Diligent’s former accounting firm Holtz Rubenstein Reminick LLP (“HRR”) has completed its term of engagement for the year ending December 31, 2012 and the Company’s Board of Directors thanks the firm for its years of service to the Company. Due to the retention of Deloitte upon completion of HRR’s term of engagement, HRR was effectively dismissed on April 3, 2013. The reports of HRR on the Company's consolidated financial statements for the fiscal years ended December 31, 2011 and December 31, 2012 did not contain an adverse opinion or a disclaimer of opinion and were not qualified or modified as to uncertainty, audit scope or accounting principles.

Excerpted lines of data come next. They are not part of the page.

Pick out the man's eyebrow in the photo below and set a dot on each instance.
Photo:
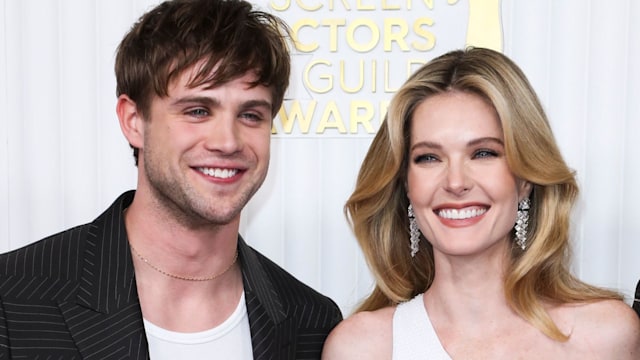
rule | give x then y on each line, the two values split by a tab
213	102
205	100
256	103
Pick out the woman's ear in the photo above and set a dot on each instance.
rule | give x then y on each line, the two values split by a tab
525	189
131	121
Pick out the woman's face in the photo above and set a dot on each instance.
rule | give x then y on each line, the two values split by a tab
463	193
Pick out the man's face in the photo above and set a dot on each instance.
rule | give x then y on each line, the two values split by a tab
206	150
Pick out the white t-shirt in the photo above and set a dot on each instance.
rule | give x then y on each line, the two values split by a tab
229	340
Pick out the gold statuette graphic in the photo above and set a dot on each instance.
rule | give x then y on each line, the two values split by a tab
484	28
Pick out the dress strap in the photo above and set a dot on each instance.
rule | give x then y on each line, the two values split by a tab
413	334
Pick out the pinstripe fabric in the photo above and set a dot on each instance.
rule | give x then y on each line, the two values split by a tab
636	301
73	296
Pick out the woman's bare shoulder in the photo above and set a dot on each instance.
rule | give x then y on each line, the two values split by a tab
610	327
363	335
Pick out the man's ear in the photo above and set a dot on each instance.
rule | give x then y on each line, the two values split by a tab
131	121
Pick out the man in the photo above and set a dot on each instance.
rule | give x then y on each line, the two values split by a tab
636	301
163	273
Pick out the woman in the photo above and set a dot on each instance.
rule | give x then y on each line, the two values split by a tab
465	153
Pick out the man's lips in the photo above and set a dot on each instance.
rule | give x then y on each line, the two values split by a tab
219	173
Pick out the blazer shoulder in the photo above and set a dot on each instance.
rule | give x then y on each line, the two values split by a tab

During the fiscal years ended December 31, 2011 and December 31, 2012 and the interim period from January 1, 2013 to April 3, 2013, there were no disagreements with HRR on any matter of accounting principles or practices, financial statement disclosure, or auditing scope or procedure, which disagreements, if not resolved to HRR's satisfaction, would have caused HRR to make reference to the subject matter of the disagreement in connection with its report. During the fiscal years ended December 31, 2011 and December 31, 2012 and the interim period from January 1, 2013 to April 3, 2013, there were no “reportable events” as that term is described in Item 304(a)(1)(v) of Regulation S-K.

 

The Company has provided HRR with a copy of the disclosures it is making in this Current Report on Form 8-K and requested HRR provide a letter addressed to the Securities and Exchange Commission indicating whether it agrees with such disclosures. A copy of such letter, dated April 12, 2013, furnished by HRR, is filed as Exhibit 16.1 to this Current Report on Form 8-K.

 

During the fiscal years ended December 31, 2012 and 2011 and the interim period from January 1, 2013 to April 3, 2013, the Company did not consult Deloitte regarding either the application of accounting principles to a specified transaction, either completed or proposed; the type of audit opinion that might be rendered on the registrant's financial statements; or any matter that was either the subject of a disagreement or a reportable event, as defined in Item 304(a)(1)(iv) or (a)(1)(v) of Regulation S-K.

 

On April 4, 2013 in New Zealand, the Company issued an announcement disclosing, among other things, the appointment of Deloitte.

 

Item 9.01 Exhibits

 

(d) Exhibits

 

Exhibit  
No. Description
16.1 Letter dated April 12, 2013 from Holtz Rubenstein Reminick LLP to the Securities and Exchange Commission.

 

 
 

SIGNATURES

 

Pursuant to the requirements of the Securities Exchange Act of 1934, the Registrant has duly caused this Report to be signed on its behalf by the undersigned hereunto duly authorized.

  

     

 Dated: April 12, 2013

 

DILIGENT BOARD MEMBER SERVICES, INC.